Pursuant to the Transaction, the Company's wholly-owned subsidiary was merged into Neuro and all of the common shares in the capital of Neuro were cancelled in consideration for the issuance of an aggregate of 35,300,083 common shares in the capital of the Company (each, a "Share") to the Neuro shareholders. Neuro is now a wholly-owned subsidiary of the Company.
Concurrent Financing
In connection with the Transaction, the Company closed a private placement on May 30, 2014 (the "Private Placement") consisting of 15,240,000 subscription receipts at a price of $0.50 per subscription receipt for gross proceeds of $7,620,000, as announced in a previous news release dated May 30, 2014. Upon closing of the Transaction, each Subscription Receipt automatically converted, for no additional consideration, into one common share of Helius and one-half of one common share purchase warrant (each whole warrant, a "Warrant"). Each Warrant entitles the holder thereof to purchase one additional common share of the Company at a price of $1.00 for a period of two years from the date of closing of the Private Placement.
The Company: (i) paid aggregate cash amount of $412,200; and (ii) issued an aggregate of 824,400 warrants, each of which is exercisable to acquire one common share of the Company at a price of $1.00 per share until the date which is two years from the date of closing of the Price Placement to certain finders in connection with the completion of the Private Placement.

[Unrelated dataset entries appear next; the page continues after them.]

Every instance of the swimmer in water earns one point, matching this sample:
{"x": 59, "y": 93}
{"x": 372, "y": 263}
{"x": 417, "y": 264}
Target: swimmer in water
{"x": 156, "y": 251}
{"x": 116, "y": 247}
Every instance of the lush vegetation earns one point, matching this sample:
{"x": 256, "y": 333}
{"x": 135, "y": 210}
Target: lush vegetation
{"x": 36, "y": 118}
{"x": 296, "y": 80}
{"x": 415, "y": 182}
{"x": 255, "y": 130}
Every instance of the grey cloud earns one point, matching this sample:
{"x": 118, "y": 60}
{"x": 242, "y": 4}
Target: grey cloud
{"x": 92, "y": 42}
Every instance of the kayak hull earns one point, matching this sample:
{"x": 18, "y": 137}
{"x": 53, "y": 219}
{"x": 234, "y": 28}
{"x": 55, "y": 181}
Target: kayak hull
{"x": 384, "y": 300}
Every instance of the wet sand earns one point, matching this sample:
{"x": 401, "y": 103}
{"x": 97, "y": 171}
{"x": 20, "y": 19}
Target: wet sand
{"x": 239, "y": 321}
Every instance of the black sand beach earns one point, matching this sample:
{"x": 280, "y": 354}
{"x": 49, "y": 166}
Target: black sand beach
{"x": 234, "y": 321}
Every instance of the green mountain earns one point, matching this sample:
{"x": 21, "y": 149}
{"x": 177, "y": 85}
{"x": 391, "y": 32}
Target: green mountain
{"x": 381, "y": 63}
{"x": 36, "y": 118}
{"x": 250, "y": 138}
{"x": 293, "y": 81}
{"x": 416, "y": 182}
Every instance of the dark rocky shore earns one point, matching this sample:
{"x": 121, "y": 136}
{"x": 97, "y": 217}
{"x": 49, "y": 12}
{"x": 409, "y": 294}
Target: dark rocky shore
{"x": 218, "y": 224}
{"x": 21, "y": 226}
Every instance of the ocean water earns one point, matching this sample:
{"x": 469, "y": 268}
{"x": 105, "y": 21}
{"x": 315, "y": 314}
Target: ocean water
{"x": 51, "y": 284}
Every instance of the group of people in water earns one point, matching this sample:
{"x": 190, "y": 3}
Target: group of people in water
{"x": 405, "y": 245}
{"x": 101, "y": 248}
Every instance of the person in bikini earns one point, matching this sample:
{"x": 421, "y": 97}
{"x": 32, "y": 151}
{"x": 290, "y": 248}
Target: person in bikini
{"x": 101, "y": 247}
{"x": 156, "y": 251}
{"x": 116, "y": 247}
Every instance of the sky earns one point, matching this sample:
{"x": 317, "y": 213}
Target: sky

All securities issued pursuant to the Private Placement will be subject to a hold period expiring on October 1, 2014, in accordance with applicable Canadian securities laws. In addition, the securities issued pursuant to the Private Placement, including the common shares issuable upon exercise of the warrants, have not been registered under the United States Securities Act of 1933, as amended (the "U.S. Securities Act"), and may not be offered or sold in the United States absent registration or applicable exemption from the registration requirements. This press release shall not constitute an offer to sell or the solicitation of an offer to buy nor shall there be any sale of securities in any jurisdiction in which such offer, solicitation or sale would be unlawful. Any public offering of the securities to be made in the United States must be made by means of a prospectus containing detailed information about the Company and management, as well as financial statements. The securities issued by the Company pursuant to the Private Placement are "restricted securities" as defined under Rule 144(a)(3) of the U.S. Securities Act and contain the appropriate restrictive legends as required under the U.S. Securities Act and Canadian Securities Administrators National Instrument 45-102.